Less crime and less punishment is possible

Professor Mark Kleiman

Putting repeat offenders behind bars, briefly and without hesitation, is a key factor in crime deterrence and when offenders on parole and on probation know this is the situation they are less likely to reoffend. 

According to leading US criminologist Professor Mark Kleiman, who will present a public lecture at Griffith University today, swiftness and certainty far outweighs severity in crime deterrence. 

“Delivering swift and certain sanctions is a great managerial challenge. But it can be done, especially with probationers and parolees. And when it is done properly, the results are dramatic.” 
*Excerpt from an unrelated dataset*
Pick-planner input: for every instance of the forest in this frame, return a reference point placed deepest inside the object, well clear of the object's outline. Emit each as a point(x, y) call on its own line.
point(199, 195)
“Two days behind bars works as well as six weeks, as long as the two days are imposed quickly and consistently,’’ he said citing the HOPE program in Hawaii where probationers who fail drug tests or other probation requirements are sent to jail within days of their hearings. 

Rather than spending weeks or months in jail, the offender is in jail for a few days and then released back to probation supervision. 

Since its establishment in 2004, the program has been so successful HOPE probationers are arrested less than half as often, for less serious crimes than those under traditional probation. 

“This program could provide the template for a workable alternative to mass incarceration and may be suitable in an Australian context as well.”

Dr Kleiman is Professor of Public Policy in the UCLA School of Public Affairs. His current focus is on reducing crime and incarceration by substituting swiftness and predictability for severity in the criminal justice system. As well as his academic work, Professor Kleiman provides advice to local, state, and national governments on crime control and drug policy.  

His books include: Marijuana: Costs of Abuse, Costs of Control; Against Excess: Drug Policy for Results and When Brute Force Fails: How to Have Less Crime and Less Punishment. 

His latest book, Drugs and Drug Policy: What Everyone Needs to Know (co-authored with Jonathan Caulkins and Angela Hawken), will be published in June by Oxford University Press. He edits the Journal of Drug Policy Analysis.